TileDB-Py Writing sparse arrays with variable length attributes bug

Consider this:

array_name = "test"
ctx = tiledb.Ctx()
dom = tiledb.Domain(
    tiledb.Dim(name="id", domain=(0, 10), dtype=np.int64),
    ctx=ctx
)
attr = tiledb.Attr(name="val", var=True, dtype=np.int64, ctx=ctx)
schema = tiledb.ArraySchema(domain=dom, sparse=True, attrs=[attr], ctx=ctx)
tiledb.SparseArray.create(array_name, schema)

vals = np.array([
    np.array([1, 2, 9], dtype=np.int64), 
    np.array([3, 4, 5], dtype=np.int64)
], dtype='O')

with tiledb.open(array_name, "w") as array:
    array[[1, 2]] = dict(val=vals)

>>> ValueError: value length (6) does not match coordinate length (2)

Only happens when the attribute dimensions in vals form a block shape. There's no issue with either of the following:

vals = np.array([
    np.array([1, 2], dtype=np.int64), 
    np.array([3, 4, 5], dtype=np.int64)
], dtype='O')


vals = np.array([
    np.array([1, 2, 9, 3], dtype=np.int64), 
    np.array([3, 4, 5], dtype=np.int64)
], dtype='O')

I think it's because numpy coalesces object types containing homogeneous subarrays.

vals_hetero = np.array([
    np.array([1, 2], dtype=np.int64),
    np.array([3, 4, 5], dtype=np.int64)
], dtype='O')

vals_homo = np.array([
    np.array([1, 2, 9], dtype=np.int64),
    np.array([3, 4, 5], dtype=np.int64)
], dtype='O')

print(vals_hetero)
>>> [array([1, 2]) array([3, 4, 5])]

print(vals_homo)
>>> [[1 2 9]
     [3 4 5]]

print(vals_hetero.size, vals_homo.size) 
>>> 2 6

The exception is raised because TileDB relies on attr_val.size checks in libtiledb.pyx#L5241.

Is there a workaround or an alternative way of constructing the object?

Mar 07 '21 10:03 lunaroverlord

Hi @lunaroverlord,

Apologies for the delayed reply. A workaround for now to prevent the NumPy array from automatically coalescing into a multi-dimensional array is by appending None (or an empty array or non-homogenous array) at the end:

vals = np.array(
   [np.array([1, 2, 9], dtype=np.int64), np.array([3, 4, 5], dtype=np.int64), None],
   dtype="O",
)

Then slice the last element out when writing to the TileDB array:

with tiledb.open(array_name, "w") as array:
    array[[1, 2]] = dict(val=vals[:-1])

We are going to see if we can add better support for this in the future so that we don't have to use this workaround.

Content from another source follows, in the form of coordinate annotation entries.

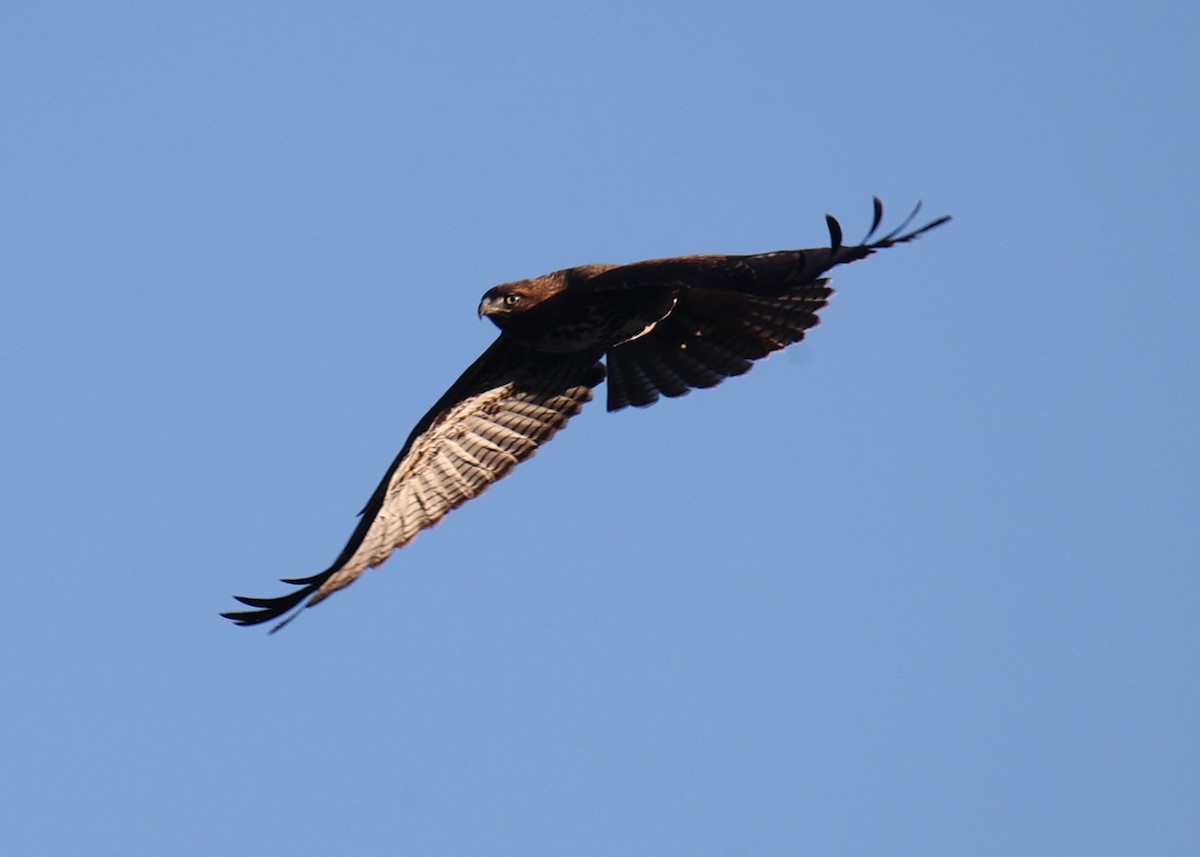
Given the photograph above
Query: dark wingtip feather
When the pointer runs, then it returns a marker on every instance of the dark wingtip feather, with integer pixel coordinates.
(268, 609)
(899, 235)
(834, 233)
(876, 219)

Please let us know if you have any questions or comments.

Mar 10 '21 14:03 nguyenv

Encountering this bug now in 2024. Do you have a sense about whether this will be fixed soon?

Jan 19 '24 01:01 KalyanPalepu

This has not been high priority to look at as there's a workaround as commented above. However, we can bump the priority on this given that a few users have run into the problem now.

Jan 19 '24 19:01 nguyenv

Friendly bump +1. Also experiencing this bug @nguyenv

Jan 27 '24 08:01 llDev-Rootll

Re-opening, although I can't give a timeline to provide an alternative solution. AFAICT there's no way to handle this through numpy (b/c of the "coalescing") so we'll probably need to provide some other input mechanism.

Jan 28 '24 02:01 ihnorton

Trying to write some multi-attribute data to tileDB for tensorflow model training. The model input/output contains a combination of variable size sequential data and fixed size image data. Currently the only way that works is to store every modality in a separate tileDB array b/c of the coalescing issue, which makes creating a TensorflowTileDBDataset slow, do you have any other suggestions?

I cannot enforce my data to be of type object, as it is not under my control

Jan 28 '24 03:01 llDev-Rootll

Are you able to use this workaround?

Feb 02 '24 02:02 ihnorton

@ihnorton I am not, as I do not have control over the dataset generation process, and my dataset is very large to pre-process as I have image data as well which is also homogenous

Feb 05 '24 23:02 llDev-Rootll